Prognostic utility of NT-proBNP in acute exacerbations of chronic pulmonary diseases

Eur J Intern Med. 2011 Apr;22(2):167-71. doi: 10.1016/j.ejim.2010.12.002. Epub 2011 Jan 5.

Abstract

Background: The prognostic value of NT-proBNP levels in patients admitted to hospital due to acute exacerbations of chronic pulmonary diseases (CPDs) is unknown.

Setting: Internal Medicine units at two general hospitals.

Methods: NT-proBNP levels were obtained within 72 h after admission in 192 consecutive patients with acute exacerbations of CPDs and no history of heart failure or diuretic treatment. Clinical characteristics and main outcomes were assessed over a 12-month follow-up. NT-proBNP cut-points for outcomes were obtained by ROC (receiver operating characteristics) curve analysis.

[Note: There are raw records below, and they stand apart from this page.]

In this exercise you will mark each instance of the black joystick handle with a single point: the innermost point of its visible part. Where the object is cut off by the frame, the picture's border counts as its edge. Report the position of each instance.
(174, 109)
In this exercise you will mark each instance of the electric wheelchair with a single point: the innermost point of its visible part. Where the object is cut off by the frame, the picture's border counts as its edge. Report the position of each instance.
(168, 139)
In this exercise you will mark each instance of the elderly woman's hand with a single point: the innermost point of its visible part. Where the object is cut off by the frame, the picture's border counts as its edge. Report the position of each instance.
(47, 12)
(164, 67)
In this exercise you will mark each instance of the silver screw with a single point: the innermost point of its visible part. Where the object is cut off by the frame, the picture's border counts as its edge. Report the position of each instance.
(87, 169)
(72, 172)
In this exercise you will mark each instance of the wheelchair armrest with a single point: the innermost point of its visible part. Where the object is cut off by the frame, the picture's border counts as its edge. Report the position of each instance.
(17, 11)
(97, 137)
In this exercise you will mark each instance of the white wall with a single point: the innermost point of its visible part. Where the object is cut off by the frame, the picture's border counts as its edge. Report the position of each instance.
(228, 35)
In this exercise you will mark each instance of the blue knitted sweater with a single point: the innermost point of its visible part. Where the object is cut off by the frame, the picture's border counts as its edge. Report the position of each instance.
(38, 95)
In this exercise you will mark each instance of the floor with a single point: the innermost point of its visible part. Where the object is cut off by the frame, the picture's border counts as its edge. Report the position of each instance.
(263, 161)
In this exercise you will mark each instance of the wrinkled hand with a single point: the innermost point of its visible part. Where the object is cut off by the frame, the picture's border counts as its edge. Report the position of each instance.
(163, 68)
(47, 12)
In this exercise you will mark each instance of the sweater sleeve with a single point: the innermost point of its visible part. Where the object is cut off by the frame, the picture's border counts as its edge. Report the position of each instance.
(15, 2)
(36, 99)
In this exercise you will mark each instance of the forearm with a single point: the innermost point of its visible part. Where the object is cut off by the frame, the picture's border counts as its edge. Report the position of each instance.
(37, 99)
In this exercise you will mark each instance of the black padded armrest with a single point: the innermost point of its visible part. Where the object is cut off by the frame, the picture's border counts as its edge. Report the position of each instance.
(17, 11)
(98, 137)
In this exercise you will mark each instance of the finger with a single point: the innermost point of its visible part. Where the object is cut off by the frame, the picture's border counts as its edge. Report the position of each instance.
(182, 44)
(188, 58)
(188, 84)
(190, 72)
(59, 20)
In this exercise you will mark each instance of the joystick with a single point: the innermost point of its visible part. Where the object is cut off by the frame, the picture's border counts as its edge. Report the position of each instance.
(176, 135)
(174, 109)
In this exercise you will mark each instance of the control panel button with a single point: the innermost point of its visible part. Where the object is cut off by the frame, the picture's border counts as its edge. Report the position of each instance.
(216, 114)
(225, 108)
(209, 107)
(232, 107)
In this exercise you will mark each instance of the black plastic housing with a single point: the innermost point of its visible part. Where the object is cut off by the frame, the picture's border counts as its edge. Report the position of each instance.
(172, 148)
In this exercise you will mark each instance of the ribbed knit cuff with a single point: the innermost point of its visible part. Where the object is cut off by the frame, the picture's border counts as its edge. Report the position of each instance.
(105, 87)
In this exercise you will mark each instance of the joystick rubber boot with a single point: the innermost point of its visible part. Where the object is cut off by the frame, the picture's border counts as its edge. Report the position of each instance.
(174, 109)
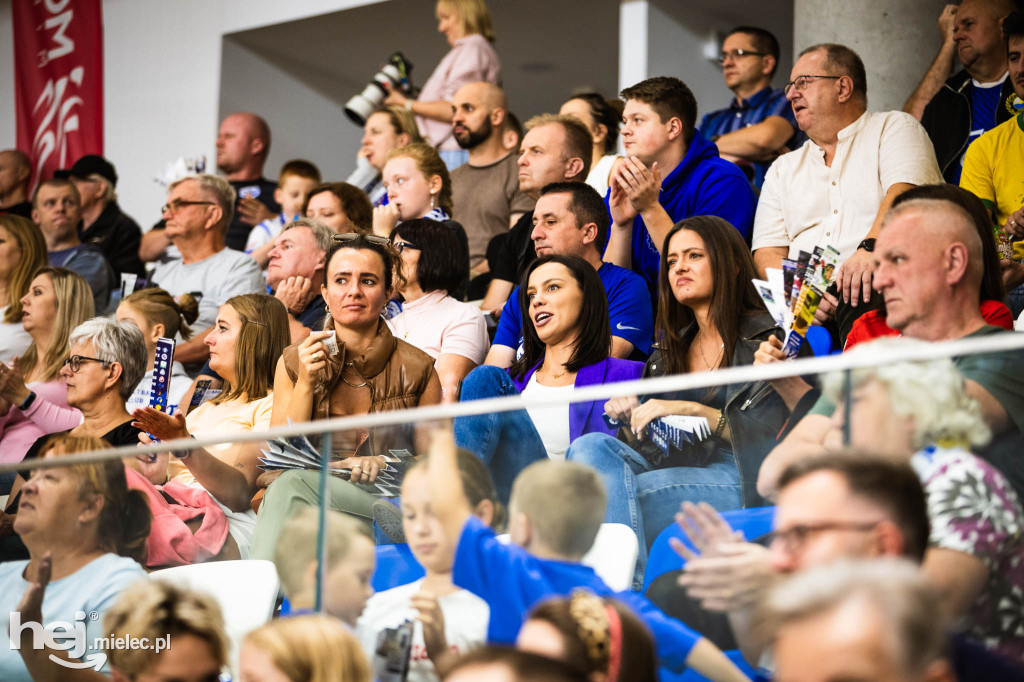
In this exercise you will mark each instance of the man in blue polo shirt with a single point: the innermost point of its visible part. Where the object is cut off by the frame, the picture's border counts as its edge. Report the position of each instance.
(670, 173)
(758, 124)
(570, 219)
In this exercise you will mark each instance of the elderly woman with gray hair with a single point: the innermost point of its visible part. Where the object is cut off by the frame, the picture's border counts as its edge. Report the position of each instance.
(920, 413)
(108, 359)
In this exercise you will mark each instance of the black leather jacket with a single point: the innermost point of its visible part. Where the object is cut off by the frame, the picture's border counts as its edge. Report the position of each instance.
(947, 120)
(755, 412)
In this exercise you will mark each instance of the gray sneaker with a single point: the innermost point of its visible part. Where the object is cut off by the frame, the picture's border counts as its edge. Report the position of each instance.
(388, 517)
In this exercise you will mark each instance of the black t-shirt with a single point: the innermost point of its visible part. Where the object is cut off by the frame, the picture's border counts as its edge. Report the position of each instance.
(510, 253)
(262, 188)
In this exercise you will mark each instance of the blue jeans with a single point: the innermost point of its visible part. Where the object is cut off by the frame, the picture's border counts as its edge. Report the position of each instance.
(507, 441)
(647, 499)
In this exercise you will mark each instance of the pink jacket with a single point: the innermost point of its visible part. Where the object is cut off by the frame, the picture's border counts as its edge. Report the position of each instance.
(48, 414)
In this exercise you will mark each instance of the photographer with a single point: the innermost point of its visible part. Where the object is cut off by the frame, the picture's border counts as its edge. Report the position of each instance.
(466, 25)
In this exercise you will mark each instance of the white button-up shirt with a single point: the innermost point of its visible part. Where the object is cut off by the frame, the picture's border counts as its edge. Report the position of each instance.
(805, 204)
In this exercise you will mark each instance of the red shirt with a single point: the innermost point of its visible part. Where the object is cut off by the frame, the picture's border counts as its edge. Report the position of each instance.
(872, 325)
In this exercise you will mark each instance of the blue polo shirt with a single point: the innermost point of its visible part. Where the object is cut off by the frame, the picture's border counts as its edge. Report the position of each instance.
(513, 581)
(704, 183)
(754, 110)
(629, 312)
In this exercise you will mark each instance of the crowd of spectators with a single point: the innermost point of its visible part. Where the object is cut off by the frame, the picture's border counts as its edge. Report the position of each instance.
(468, 257)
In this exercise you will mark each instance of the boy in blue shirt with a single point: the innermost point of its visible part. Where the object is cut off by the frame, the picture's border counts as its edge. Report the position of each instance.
(555, 511)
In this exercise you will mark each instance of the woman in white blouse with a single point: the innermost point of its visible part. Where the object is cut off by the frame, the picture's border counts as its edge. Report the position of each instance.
(434, 262)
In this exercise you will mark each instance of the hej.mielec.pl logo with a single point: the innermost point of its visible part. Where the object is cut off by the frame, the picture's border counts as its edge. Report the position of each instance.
(71, 637)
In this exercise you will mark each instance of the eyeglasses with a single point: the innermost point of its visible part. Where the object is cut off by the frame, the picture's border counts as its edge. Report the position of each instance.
(735, 54)
(801, 82)
(795, 538)
(401, 246)
(178, 204)
(76, 361)
(354, 237)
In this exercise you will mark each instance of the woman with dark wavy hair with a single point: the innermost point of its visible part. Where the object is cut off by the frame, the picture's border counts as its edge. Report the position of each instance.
(566, 344)
(710, 316)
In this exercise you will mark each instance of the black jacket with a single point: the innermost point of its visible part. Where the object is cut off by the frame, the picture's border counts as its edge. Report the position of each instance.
(947, 120)
(756, 413)
(118, 237)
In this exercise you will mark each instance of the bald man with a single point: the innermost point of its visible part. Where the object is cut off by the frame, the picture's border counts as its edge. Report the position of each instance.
(485, 190)
(15, 172)
(975, 99)
(929, 270)
(243, 144)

Results: Chronic obstructive lung disease (69.3%) and chronic asthma (22.4%) were the most prevalent CPDs, and non-pneumonic acute respiratory infection (72.4%) and pneumonia (22.9%) were the most frequent causes of exacerbation. Atrial flutter or fibrillation rate was 11%. During the one-year follow-up period, 22 patients died, 42 were re-admitted, 46 received new long-term oxygen therapy, and 39 received new diuretic treatment. NT-proBNP values correlated with hospitalisation days. NT-proBNP values over 587.9 pg/ml were associated with significantly raised one-year mortality (OR=3.90; 95% IC 1.46-10.47; p=0.006) and over 782.2 pg/ml with cardio-pulmonary deaths (OR=6.38; 95% IC 1.91-21.3; p=0.002). That association persisted after adjustment for age, gender, creatinine levels and cardiac rhythm. NT-proBNP values over 628.7 pg/ml were associated with significantly higher probability of new diuretic treatment (OR=4.38; IC 95% 2.07-9.25; p<0.001). The negative predictive values for these cut-points ranged from 89% to 97%.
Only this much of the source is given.